Metadata-Version: 2.1
Name: textdirectory
Version: 0.3.2
Summary: TextDirectory allows you to combine multiple text files into one. While doing this, filters and transformations can be applied.
Home-page: https://github.com/IngoKl/textdirectory
Author: Ingo Kleiber
Author-email: ingo@kleiber.me
License: MIT license
Description: =============
        TextDirectory
        =============
        
        .. image:: https://img.shields.io/pypi/v/textdirectory.svg
                :target: https://pypi.python.org/pypi/textdirectory
        
        .. image:: https://img.shields.io/travis/IngoKl/textdirectory.svg
                :target: https://travis-ci.org/IngoKl/textdirectory
        
        .. image:: https://readthedocs.org/projects/textdirectory/badge/?version=latest
                :target: https://textdirectory.readthedocs.io/en/latest/?badge=latest
                :alt: Documentation Status
        
        |
        |
        
        .. image:: https://user-images.githubusercontent.com/16179317/39367680-cd409a00-4a37-11e8-8d42-0bed5a4e814b.png
                :alt: TextDirectory
        
        *TextDirectory* allows you to combine multiple text files into one aggregated file. TextDirectory also supports matching
        files for certain criteria and applying transformations to the aggregated text.
        
        *TextDirectory* can be used as a mere tool (via the CLI) and as a Python library.
        
        Of course, everything *TextDirectory* does could be achieved in bash or PowerShell.
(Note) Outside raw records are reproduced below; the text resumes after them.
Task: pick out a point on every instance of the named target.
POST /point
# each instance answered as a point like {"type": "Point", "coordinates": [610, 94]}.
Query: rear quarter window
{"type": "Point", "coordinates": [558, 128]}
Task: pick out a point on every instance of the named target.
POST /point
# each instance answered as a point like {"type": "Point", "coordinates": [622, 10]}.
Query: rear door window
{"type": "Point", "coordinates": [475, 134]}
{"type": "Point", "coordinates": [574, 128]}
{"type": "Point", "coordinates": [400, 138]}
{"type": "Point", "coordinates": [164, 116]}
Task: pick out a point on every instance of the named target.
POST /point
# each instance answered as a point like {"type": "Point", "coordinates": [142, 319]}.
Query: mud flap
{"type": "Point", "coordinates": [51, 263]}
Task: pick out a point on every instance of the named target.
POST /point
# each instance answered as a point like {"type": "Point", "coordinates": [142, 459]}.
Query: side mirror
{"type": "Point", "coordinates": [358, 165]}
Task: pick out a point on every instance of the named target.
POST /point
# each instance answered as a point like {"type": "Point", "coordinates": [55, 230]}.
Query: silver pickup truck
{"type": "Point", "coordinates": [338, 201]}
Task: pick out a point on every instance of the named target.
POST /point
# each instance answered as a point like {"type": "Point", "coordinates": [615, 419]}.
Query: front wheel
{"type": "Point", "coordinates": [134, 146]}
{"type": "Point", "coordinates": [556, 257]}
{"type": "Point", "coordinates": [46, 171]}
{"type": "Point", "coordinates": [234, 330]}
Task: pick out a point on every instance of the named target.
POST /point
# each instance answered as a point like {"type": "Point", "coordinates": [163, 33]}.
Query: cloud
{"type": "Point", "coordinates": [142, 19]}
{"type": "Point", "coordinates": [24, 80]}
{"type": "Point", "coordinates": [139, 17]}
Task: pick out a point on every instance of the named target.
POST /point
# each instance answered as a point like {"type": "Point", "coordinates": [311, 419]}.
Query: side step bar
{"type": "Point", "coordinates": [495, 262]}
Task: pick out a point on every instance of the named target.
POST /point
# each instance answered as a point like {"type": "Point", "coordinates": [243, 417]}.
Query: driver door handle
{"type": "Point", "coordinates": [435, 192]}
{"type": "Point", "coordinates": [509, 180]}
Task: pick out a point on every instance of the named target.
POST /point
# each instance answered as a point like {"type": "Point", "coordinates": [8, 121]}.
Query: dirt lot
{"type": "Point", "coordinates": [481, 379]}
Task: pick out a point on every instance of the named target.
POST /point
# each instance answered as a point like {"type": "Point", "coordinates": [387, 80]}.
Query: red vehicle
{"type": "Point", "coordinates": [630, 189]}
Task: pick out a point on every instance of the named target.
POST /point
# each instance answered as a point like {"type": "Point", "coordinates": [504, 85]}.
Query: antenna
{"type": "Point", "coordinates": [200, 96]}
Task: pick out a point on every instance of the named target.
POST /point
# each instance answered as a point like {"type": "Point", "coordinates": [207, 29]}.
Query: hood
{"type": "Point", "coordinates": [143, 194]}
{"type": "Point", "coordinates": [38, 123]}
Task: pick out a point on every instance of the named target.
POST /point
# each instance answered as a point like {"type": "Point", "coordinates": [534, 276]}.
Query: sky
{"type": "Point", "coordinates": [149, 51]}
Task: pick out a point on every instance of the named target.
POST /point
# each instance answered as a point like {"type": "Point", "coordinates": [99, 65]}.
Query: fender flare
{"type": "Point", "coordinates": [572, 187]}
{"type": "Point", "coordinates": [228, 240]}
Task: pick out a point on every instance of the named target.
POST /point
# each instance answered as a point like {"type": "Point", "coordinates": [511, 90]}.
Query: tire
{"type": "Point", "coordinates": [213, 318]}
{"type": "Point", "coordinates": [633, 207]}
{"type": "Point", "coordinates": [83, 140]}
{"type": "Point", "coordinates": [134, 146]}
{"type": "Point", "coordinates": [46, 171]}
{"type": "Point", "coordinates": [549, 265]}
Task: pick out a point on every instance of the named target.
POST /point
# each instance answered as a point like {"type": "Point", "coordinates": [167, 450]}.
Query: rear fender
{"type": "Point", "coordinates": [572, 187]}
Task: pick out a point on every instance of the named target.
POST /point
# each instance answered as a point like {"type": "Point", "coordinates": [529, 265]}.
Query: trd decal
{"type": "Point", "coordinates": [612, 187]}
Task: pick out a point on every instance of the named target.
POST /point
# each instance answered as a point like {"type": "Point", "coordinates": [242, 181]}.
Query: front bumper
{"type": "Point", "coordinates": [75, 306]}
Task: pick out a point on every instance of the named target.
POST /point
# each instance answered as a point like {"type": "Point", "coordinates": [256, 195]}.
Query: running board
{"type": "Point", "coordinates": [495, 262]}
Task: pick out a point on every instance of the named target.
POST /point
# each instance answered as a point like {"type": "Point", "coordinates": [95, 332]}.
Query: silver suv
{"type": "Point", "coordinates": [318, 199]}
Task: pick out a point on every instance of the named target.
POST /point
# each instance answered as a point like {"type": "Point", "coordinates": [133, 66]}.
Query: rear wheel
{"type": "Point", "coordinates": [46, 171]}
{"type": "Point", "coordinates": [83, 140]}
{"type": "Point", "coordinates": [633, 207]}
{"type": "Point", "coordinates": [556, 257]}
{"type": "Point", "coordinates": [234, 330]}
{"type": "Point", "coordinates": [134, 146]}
However, there are certain
        use-cases (e.g. when used as a library) in which it might be useful.
        
        
        * Free software: MIT license
        * Documentation: https://textdirectory.readthedocs.io.
        
        Features
        ========
        * Aggregating multiple text files
        * Filtering documents/texts based on various parameters such as length, content, and random sampling
        * Transforming the aggregated text (e.g. transforming the text to lowercase)
        
        .. csv-table::
           :header: "Version", "Filters", "Transformations"
           :widths: 10, 30, 30
        
           0.1.0, filter_by_max_chars(n int); filter_by_min_chars(n int); filter_by_max_tokens(n int); filter_by_min_tokens(n int); filter_by_contains(str); filter_by_not_contains(str); filter_by_random_sampling(n int; replace=False), transformation_lowercase
           0.1.1, filter_by_chars_outliers(n sigmas int), transformation_remove_nl
           0.1.2, filter_by_filename_contains(str), transformation_usas_en_semtag; transformation_uppercase; transformation_postag(spacy_model str)
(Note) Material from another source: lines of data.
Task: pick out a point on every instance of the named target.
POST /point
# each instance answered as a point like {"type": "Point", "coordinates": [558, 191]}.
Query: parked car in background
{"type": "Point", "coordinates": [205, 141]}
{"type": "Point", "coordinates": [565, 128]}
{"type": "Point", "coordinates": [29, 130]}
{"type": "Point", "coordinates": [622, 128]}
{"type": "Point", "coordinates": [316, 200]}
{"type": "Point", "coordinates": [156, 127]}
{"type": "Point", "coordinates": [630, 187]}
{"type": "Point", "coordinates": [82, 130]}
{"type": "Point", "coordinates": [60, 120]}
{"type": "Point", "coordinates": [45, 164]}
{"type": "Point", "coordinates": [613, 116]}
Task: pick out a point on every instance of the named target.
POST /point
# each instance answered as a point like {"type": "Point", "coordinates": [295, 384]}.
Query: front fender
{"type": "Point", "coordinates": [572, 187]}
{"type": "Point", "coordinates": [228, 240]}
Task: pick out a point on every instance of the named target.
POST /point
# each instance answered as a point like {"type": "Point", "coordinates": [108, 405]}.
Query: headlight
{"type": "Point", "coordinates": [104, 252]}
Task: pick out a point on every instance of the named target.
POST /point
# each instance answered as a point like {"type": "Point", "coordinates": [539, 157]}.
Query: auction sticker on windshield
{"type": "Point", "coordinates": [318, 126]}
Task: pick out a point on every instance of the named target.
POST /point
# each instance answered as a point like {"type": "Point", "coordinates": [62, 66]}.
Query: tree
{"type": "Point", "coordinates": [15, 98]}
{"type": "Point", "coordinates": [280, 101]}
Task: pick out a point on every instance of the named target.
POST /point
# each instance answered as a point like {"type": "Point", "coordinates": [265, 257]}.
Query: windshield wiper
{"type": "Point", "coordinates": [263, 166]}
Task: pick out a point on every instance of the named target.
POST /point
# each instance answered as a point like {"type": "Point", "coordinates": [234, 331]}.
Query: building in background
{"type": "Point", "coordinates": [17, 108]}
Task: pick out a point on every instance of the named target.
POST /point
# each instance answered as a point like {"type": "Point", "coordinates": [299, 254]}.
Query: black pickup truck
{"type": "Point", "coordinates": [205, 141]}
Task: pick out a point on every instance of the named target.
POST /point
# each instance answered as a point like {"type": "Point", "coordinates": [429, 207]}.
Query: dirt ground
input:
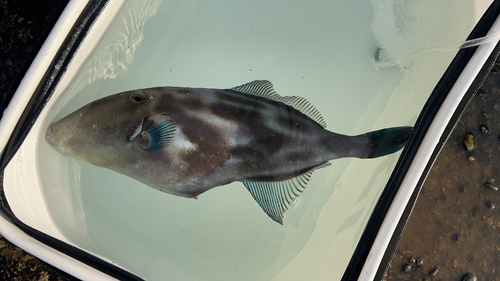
{"type": "Point", "coordinates": [455, 226]}
{"type": "Point", "coordinates": [454, 229]}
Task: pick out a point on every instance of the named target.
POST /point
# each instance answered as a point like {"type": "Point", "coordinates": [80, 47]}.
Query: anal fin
{"type": "Point", "coordinates": [275, 197]}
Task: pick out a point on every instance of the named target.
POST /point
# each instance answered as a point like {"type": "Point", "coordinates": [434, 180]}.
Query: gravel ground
{"type": "Point", "coordinates": [454, 229]}
{"type": "Point", "coordinates": [455, 226]}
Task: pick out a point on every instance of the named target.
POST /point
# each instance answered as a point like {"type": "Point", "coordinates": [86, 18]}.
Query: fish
{"type": "Point", "coordinates": [186, 141]}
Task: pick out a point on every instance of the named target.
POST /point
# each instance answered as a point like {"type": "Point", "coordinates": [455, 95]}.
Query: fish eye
{"type": "Point", "coordinates": [138, 96]}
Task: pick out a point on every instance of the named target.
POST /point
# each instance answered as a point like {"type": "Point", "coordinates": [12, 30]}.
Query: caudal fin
{"type": "Point", "coordinates": [387, 141]}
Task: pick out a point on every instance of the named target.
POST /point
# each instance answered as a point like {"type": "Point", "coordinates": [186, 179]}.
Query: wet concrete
{"type": "Point", "coordinates": [455, 226]}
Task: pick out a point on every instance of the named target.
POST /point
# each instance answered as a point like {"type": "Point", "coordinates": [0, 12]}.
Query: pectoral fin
{"type": "Point", "coordinates": [277, 196]}
{"type": "Point", "coordinates": [155, 131]}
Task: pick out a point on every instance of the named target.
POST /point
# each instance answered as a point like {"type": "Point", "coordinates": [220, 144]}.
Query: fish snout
{"type": "Point", "coordinates": [51, 135]}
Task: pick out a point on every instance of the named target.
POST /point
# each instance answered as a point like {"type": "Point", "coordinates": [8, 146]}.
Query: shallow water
{"type": "Point", "coordinates": [321, 51]}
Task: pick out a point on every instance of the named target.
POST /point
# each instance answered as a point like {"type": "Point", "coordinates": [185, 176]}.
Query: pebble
{"type": "Point", "coordinates": [469, 141]}
{"type": "Point", "coordinates": [490, 205]}
{"type": "Point", "coordinates": [485, 129]}
{"type": "Point", "coordinates": [491, 186]}
{"type": "Point", "coordinates": [469, 277]}
{"type": "Point", "coordinates": [434, 271]}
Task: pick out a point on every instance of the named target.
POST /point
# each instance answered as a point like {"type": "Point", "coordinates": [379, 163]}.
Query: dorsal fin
{"type": "Point", "coordinates": [264, 88]}
{"type": "Point", "coordinates": [276, 197]}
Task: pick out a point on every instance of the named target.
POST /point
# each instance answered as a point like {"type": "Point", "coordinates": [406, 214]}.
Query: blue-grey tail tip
{"type": "Point", "coordinates": [387, 141]}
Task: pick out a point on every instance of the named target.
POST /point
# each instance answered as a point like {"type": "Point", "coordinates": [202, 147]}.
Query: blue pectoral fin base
{"type": "Point", "coordinates": [389, 140]}
{"type": "Point", "coordinates": [276, 197]}
{"type": "Point", "coordinates": [161, 135]}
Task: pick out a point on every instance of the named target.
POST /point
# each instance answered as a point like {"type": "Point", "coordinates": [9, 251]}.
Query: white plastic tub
{"type": "Point", "coordinates": [93, 223]}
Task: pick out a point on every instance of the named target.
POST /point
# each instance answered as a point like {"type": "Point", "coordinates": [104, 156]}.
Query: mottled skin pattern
{"type": "Point", "coordinates": [221, 136]}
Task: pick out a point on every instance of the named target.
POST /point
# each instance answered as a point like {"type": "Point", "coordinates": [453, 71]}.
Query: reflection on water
{"type": "Point", "coordinates": [115, 51]}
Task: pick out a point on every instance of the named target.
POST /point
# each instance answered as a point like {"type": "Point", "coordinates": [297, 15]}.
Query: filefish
{"type": "Point", "coordinates": [185, 141]}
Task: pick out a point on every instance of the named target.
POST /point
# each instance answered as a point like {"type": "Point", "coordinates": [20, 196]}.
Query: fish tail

           0.1.3, filter_by_similar_documents(reference_file str; threshold float), transformation_remove_non_ascii; transformation_remove_non_alphanumerical
           0.2.0, filter_by_max_filesize(max_kb int); filter_by_min_filesize(min_kb int), transformation_to_leetspeak; transformation_crude_spellchecker(language model str)
           0.2.1, None, transformation_remove_stopwords(stopwords_source str; stopwords str [en]; spacy_model str; custom_stopwords str); transformation_remove_htmltags
           0.3.0, None, transformation_remove_weird_tokens(spaCy model; remove_double_space=False); transformation_lemmatizer(spaCy model)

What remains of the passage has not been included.